Counterfactual statements by definition cannot be true, and all attempts to solve this problem in the realm of logic have failed. And yet, counterfactuals, seen as considerations on any alternative developments potentially (or indeed unavoidably) resulting in alternative consequences, seem indispensable from our investigations on the causal relations. This refers to the past, but also to the future, when, technically speaking, alternatives cease to be counterfactuals in the strict sense of the term. The border between then, however, is blurred, except for the fact that we know (if we do know) what did happen, and we are much less sure about what will happen. Counterfactuals also seem to be an indispensable by-product of any social theory; or are they, perhaps a constitutive element of any such a theory? Finally, counterfactuals, openly formulated or silently assumed, accompany all moral judgements, because morality makes no sense without the idea of choice. And morality or, if you like, ideology, lies behind most fields of interest of the social sciences. So, apparently, we cannot live without counterfactuals, and yet we are hardly capable of justifying, or simply explaining their uses, and indeed the need to employ them.

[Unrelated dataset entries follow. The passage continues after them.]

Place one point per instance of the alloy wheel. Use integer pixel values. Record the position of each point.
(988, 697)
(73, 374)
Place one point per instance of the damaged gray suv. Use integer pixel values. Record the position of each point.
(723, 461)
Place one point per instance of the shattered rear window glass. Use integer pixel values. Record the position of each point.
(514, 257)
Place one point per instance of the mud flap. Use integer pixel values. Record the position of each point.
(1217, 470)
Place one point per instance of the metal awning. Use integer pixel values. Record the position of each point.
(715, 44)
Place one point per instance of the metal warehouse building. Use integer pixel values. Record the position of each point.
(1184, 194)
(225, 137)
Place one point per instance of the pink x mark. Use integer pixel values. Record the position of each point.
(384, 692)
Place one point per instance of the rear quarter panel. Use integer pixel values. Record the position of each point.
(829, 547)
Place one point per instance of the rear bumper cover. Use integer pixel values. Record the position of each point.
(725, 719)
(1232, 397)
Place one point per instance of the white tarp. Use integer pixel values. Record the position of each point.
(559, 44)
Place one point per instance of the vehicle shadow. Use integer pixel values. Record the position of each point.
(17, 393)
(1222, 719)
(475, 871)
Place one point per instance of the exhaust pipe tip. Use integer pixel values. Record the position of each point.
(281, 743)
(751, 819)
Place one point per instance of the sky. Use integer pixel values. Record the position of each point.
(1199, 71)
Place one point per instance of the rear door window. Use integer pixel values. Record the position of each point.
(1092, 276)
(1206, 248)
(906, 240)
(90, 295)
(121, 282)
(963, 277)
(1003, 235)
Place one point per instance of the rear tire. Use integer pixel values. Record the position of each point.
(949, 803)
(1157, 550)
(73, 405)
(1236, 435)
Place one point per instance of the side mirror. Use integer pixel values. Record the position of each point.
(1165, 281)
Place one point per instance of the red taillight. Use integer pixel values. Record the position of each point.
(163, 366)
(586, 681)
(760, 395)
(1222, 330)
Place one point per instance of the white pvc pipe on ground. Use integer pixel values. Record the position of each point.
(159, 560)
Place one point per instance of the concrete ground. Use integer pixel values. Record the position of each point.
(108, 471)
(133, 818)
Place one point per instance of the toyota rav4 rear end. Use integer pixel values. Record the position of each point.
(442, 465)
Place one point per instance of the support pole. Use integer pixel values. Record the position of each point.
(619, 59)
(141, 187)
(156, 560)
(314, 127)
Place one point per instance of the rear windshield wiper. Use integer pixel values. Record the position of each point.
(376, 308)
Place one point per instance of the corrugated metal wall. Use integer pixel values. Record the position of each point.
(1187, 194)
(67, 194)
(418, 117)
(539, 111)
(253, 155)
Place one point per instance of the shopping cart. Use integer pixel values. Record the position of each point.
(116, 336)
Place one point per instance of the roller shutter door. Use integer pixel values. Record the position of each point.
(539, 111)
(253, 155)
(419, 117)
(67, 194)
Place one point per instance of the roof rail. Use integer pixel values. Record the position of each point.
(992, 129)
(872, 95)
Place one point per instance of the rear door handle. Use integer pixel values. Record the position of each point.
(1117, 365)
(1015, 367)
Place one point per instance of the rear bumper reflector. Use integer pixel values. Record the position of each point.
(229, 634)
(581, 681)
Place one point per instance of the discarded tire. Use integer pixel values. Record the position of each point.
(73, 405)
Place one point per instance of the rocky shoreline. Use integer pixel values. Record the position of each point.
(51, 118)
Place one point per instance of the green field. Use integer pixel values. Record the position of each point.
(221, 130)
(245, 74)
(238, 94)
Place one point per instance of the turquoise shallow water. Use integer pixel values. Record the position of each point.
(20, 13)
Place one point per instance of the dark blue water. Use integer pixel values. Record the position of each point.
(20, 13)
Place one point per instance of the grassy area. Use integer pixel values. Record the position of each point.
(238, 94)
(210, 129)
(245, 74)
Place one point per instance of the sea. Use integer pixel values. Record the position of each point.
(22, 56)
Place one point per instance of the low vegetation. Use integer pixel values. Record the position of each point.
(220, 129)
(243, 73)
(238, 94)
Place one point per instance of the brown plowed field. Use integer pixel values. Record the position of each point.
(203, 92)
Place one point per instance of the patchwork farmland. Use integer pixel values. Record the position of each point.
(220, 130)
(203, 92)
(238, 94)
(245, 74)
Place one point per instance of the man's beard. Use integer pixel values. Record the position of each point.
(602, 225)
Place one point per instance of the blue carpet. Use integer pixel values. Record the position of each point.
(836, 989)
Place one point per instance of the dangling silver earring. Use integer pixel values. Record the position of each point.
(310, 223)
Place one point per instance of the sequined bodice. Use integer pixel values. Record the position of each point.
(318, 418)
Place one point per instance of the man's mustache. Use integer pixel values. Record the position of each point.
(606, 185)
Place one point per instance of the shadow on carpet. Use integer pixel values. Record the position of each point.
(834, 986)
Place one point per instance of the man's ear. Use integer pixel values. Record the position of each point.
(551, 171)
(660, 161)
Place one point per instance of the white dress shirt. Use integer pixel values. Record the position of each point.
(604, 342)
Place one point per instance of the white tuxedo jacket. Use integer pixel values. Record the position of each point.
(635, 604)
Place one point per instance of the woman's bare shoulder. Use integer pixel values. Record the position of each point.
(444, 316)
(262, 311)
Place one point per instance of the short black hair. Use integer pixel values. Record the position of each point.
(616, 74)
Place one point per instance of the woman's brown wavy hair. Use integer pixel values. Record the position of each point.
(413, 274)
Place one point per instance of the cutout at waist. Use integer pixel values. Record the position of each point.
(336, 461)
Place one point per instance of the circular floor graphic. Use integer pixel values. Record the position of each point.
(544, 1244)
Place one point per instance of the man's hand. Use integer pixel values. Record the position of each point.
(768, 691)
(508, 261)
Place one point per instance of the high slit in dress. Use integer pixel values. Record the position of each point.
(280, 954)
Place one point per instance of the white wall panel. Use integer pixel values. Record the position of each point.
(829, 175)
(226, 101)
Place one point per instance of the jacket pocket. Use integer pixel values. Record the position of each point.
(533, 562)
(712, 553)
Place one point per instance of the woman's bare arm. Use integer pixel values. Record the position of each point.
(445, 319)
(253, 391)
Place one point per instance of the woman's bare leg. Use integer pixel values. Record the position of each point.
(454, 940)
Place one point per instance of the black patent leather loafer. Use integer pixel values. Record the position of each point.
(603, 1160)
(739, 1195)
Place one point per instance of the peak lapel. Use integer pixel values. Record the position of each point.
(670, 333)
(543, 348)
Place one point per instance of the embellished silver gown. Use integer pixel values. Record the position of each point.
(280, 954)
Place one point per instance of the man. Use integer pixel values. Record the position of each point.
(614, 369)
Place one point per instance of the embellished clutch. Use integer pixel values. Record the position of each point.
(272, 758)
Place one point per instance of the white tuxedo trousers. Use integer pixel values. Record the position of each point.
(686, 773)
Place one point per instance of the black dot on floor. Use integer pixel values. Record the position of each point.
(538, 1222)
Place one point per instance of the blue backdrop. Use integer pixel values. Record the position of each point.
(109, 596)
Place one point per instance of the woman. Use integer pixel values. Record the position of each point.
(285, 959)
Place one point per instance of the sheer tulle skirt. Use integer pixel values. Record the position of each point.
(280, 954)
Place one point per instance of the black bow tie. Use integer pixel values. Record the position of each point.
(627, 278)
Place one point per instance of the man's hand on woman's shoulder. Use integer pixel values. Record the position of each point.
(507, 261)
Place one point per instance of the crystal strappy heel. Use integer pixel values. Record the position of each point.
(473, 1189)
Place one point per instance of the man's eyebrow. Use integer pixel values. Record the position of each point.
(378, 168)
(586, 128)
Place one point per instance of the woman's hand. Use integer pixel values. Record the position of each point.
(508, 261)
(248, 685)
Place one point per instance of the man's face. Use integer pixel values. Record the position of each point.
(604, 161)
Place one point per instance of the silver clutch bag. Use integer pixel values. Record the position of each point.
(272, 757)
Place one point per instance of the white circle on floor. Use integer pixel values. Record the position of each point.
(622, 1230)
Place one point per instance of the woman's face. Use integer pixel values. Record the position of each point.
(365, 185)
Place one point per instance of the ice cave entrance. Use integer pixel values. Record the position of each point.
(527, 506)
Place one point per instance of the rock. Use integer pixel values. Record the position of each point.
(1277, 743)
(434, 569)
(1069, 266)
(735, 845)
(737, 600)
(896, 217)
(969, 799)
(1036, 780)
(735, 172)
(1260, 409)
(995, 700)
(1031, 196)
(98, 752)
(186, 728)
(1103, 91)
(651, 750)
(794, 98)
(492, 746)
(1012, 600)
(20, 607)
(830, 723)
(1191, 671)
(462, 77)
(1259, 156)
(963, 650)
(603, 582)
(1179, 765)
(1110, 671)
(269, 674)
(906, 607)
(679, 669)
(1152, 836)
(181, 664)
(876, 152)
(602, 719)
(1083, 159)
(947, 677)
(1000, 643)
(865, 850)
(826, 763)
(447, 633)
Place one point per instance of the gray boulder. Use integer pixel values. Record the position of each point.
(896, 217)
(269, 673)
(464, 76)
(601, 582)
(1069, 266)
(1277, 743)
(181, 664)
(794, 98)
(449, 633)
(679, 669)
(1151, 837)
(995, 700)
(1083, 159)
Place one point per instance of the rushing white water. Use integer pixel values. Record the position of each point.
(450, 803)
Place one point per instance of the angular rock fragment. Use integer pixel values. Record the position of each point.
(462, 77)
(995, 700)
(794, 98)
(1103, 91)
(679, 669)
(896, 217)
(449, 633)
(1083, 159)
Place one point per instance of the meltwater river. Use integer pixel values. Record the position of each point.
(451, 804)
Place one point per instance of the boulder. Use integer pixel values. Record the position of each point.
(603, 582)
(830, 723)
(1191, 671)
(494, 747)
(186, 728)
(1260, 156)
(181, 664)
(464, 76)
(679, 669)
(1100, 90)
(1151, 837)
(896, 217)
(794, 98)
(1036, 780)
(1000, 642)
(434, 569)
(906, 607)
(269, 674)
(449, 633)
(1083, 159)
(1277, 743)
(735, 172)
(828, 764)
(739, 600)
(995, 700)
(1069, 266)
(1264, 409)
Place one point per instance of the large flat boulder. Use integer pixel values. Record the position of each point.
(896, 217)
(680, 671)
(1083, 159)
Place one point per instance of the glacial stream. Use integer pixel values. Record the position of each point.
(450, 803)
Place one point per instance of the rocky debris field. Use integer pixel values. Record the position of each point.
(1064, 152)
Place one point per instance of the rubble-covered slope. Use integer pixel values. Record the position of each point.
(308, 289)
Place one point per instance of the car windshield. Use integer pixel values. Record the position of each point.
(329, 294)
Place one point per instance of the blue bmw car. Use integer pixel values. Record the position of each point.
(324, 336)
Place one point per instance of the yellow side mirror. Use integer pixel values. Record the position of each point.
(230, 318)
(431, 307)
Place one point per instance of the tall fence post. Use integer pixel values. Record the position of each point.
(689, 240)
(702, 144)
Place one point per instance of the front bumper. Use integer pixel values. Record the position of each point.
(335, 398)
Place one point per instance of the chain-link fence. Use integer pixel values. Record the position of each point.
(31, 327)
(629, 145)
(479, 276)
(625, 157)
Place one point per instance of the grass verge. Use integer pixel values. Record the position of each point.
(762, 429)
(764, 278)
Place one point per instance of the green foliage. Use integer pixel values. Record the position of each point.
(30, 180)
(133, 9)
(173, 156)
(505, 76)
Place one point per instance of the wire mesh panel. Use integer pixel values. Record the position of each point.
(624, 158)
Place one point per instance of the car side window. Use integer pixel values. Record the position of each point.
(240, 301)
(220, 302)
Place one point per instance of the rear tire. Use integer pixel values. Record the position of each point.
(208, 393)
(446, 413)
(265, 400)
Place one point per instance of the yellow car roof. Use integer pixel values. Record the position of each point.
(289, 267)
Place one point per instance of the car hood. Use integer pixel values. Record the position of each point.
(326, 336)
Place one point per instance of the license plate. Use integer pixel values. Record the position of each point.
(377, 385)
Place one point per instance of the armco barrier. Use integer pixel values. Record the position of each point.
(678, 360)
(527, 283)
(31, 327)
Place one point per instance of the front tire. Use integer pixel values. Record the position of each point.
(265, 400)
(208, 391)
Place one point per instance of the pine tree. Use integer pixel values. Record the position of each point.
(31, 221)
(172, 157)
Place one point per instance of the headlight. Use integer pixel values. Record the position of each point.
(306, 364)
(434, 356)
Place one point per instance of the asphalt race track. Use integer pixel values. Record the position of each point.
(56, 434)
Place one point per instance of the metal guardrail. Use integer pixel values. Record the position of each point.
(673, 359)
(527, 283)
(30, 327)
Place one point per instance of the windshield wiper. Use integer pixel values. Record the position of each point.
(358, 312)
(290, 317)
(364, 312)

The problems addressed in this presentation are: (1) What is actually the difference between openly formulated counterfactuals, and those that simply arise from our considerations on causality as their by-products (which we ‘keep in mind’)? Are all investigations on alternative developments eventually counterfactual? (2) Most theoreticians of counterfactuals attempted to establish a criterion for differentiating between the ‘appropriate’ and ‘purposeful’ counterfactuals, and those that are merely ‘parlor games’. Is this possible? (3) Is their alleged plausibility such a criterion? (4) What role do they play in the narrative strategies of historians and political scientists, or in what situations are they most frequently employed? (5) What is the difference – or connection – between counterfactuals and comparisons (particularly the spatial ones)?